でも本当は、性格が悪いっていう言い方は間違いだ。

自分がどうしても我慢できないものや守りたいものが明確で、それが叶わないとなれば自分が我慢できずに思ったことを全部言ってしまう人ではある。周りのことも言い方も後先も気にしない。

ただ逆に言えば相手に言うことができる、意思表示ができるということは裏表がない。つまり、ある意味真っ直ぐな女の子である。

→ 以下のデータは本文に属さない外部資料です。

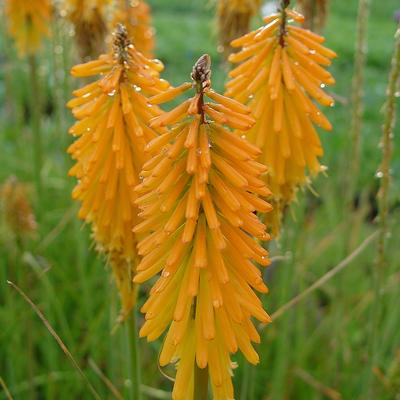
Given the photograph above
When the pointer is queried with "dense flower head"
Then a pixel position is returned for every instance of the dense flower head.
(136, 16)
(234, 20)
(28, 23)
(281, 77)
(198, 199)
(111, 132)
(89, 20)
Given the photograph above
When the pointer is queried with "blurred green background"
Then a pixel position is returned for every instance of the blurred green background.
(319, 349)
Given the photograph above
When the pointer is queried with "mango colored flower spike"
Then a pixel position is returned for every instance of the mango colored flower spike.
(112, 130)
(281, 77)
(234, 20)
(28, 23)
(89, 20)
(198, 200)
(136, 16)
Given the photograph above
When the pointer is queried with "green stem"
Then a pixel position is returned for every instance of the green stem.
(133, 354)
(383, 205)
(358, 94)
(35, 111)
(200, 383)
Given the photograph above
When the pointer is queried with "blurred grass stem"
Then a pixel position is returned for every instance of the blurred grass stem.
(358, 94)
(383, 204)
(35, 111)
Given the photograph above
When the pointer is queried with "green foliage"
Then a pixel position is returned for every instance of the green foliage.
(319, 349)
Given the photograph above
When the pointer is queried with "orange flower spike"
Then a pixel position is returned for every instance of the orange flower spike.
(203, 180)
(280, 76)
(136, 16)
(28, 23)
(112, 133)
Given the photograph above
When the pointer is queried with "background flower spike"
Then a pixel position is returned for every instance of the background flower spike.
(281, 77)
(111, 131)
(198, 199)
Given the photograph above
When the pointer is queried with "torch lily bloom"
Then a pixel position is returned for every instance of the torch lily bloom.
(111, 133)
(198, 199)
(281, 77)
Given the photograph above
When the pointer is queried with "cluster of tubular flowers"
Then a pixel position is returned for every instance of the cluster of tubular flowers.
(28, 23)
(198, 199)
(16, 208)
(281, 77)
(234, 20)
(89, 20)
(112, 130)
(136, 16)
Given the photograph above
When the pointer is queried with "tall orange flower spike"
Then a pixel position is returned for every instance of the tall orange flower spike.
(28, 23)
(89, 20)
(234, 20)
(281, 78)
(112, 130)
(136, 16)
(198, 197)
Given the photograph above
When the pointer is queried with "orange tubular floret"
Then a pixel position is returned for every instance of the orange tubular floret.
(206, 201)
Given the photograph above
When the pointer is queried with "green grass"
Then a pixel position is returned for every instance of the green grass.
(323, 342)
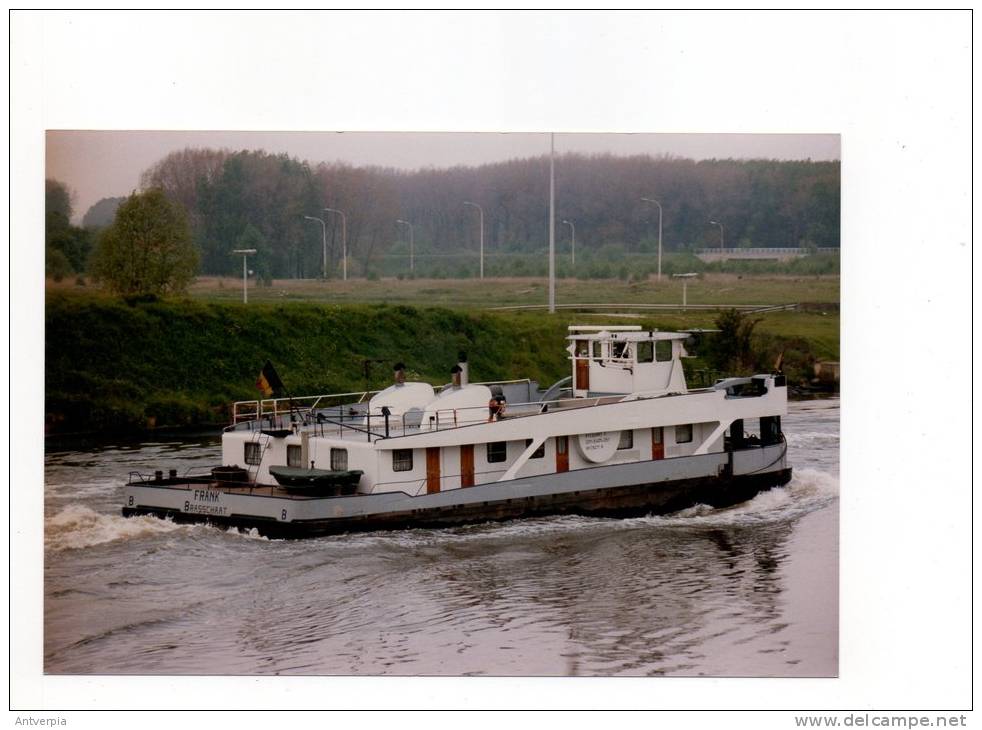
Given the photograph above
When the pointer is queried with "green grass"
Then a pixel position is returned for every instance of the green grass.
(111, 365)
(472, 293)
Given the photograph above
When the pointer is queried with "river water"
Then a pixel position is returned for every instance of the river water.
(746, 591)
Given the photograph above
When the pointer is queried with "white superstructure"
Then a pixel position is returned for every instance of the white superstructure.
(628, 403)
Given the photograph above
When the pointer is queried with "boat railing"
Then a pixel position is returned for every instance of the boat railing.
(316, 416)
(304, 406)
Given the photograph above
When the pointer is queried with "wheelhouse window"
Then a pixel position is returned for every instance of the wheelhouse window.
(339, 459)
(539, 452)
(626, 441)
(663, 350)
(253, 453)
(497, 452)
(402, 460)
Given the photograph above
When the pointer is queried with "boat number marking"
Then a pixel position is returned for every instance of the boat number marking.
(205, 502)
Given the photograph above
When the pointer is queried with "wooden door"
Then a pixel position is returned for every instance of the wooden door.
(582, 374)
(432, 469)
(562, 453)
(657, 443)
(467, 465)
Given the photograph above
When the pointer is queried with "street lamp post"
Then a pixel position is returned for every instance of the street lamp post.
(323, 238)
(685, 285)
(481, 211)
(652, 200)
(412, 260)
(715, 223)
(572, 240)
(344, 243)
(245, 253)
(552, 223)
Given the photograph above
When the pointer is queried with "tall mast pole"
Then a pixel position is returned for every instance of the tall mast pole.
(552, 222)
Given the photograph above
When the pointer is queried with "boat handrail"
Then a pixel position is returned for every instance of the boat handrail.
(252, 410)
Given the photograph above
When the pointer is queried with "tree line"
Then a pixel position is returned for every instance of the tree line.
(253, 199)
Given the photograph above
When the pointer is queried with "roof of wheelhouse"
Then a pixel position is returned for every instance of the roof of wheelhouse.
(621, 333)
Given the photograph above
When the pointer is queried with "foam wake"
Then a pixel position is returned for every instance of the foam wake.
(76, 526)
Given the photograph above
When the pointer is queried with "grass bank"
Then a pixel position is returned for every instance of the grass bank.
(112, 366)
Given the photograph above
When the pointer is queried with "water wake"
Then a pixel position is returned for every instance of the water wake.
(77, 526)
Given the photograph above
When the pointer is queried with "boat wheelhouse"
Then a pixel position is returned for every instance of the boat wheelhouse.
(621, 435)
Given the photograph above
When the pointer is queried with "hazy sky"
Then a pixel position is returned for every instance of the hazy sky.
(106, 164)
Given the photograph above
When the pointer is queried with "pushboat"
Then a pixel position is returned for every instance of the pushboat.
(622, 435)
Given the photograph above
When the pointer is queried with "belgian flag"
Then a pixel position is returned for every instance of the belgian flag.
(269, 382)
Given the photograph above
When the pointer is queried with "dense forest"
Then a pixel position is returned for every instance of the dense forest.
(252, 199)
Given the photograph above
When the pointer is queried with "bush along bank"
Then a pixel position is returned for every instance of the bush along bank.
(118, 367)
(114, 366)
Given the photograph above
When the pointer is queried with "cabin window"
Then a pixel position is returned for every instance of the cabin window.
(770, 430)
(339, 459)
(402, 460)
(539, 452)
(253, 454)
(497, 452)
(663, 350)
(627, 440)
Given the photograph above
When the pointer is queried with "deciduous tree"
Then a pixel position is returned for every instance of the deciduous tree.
(147, 249)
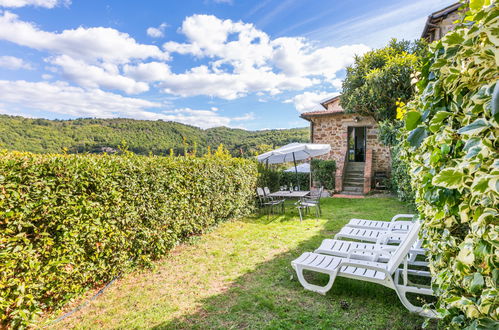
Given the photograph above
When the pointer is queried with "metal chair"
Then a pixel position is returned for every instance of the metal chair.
(268, 202)
(312, 201)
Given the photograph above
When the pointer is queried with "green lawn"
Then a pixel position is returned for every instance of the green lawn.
(239, 276)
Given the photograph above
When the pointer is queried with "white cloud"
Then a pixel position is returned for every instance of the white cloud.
(310, 101)
(89, 44)
(92, 76)
(14, 63)
(402, 20)
(296, 57)
(246, 60)
(158, 32)
(61, 99)
(152, 71)
(241, 58)
(201, 81)
(35, 3)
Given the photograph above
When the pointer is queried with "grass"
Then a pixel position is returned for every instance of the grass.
(239, 276)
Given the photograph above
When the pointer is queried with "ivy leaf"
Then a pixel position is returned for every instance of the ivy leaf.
(475, 127)
(449, 178)
(494, 103)
(436, 121)
(417, 136)
(412, 120)
(477, 283)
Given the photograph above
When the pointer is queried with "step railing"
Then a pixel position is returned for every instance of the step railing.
(368, 171)
(340, 172)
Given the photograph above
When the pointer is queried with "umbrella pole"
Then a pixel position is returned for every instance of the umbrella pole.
(296, 172)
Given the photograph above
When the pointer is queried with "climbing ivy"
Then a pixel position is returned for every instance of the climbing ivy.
(69, 223)
(452, 148)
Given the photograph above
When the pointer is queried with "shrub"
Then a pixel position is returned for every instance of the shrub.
(452, 149)
(323, 172)
(400, 180)
(380, 77)
(71, 222)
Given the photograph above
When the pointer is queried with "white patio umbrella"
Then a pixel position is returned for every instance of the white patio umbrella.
(293, 152)
(302, 168)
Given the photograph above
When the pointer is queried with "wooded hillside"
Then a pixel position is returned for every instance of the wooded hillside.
(140, 136)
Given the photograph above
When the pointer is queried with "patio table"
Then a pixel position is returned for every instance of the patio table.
(290, 194)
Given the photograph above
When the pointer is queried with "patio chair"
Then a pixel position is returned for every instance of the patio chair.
(308, 202)
(266, 191)
(268, 203)
(393, 224)
(388, 274)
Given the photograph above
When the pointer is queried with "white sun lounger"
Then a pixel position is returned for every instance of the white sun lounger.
(387, 274)
(367, 251)
(371, 235)
(393, 224)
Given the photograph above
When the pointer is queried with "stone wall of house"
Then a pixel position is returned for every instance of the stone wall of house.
(333, 129)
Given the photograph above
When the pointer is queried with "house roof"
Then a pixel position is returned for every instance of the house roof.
(435, 17)
(307, 115)
(329, 100)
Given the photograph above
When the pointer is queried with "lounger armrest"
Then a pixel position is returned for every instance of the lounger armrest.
(402, 216)
(346, 263)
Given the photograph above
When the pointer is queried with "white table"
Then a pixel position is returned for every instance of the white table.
(290, 194)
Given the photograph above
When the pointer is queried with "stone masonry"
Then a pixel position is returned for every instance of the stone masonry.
(331, 126)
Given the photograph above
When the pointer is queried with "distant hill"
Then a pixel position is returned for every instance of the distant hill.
(140, 136)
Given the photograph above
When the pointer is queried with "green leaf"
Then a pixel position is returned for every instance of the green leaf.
(494, 103)
(475, 127)
(477, 283)
(449, 178)
(436, 121)
(412, 120)
(417, 136)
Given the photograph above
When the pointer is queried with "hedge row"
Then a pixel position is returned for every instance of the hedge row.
(71, 222)
(452, 149)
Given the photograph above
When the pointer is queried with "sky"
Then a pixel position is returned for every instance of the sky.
(242, 64)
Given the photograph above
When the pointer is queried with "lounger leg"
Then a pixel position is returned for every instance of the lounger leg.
(401, 293)
(315, 288)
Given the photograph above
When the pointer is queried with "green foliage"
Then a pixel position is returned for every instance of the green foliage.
(453, 155)
(323, 172)
(141, 136)
(380, 78)
(71, 222)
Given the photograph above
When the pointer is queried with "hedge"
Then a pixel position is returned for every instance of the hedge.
(452, 149)
(71, 222)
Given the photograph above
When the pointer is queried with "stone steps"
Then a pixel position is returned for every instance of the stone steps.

その猪突猛進な性格は俺は勿論、多くの部員が真似できないことで、美徳であると思う。だからこそ、再オーディションの時は周りが周囲に流されて高坂か、香織先輩かどちらが吹くか手を上げられない中でも手を上げたし、香織先輩がソロに選ばれることはなくても、香織先輩の信頼を勝ち取ってみせた。

誉め言葉はふて腐れている先輩には言わないけれど。

そして、だからこそ俺は今ここに呼んだのだ。

 

「はぁ。本当に邪魔するやつばっかりでやんなっちゃうわー」

 

オーバーなリアクションで天を仰ぐ中川先輩は皮肉気に笑った。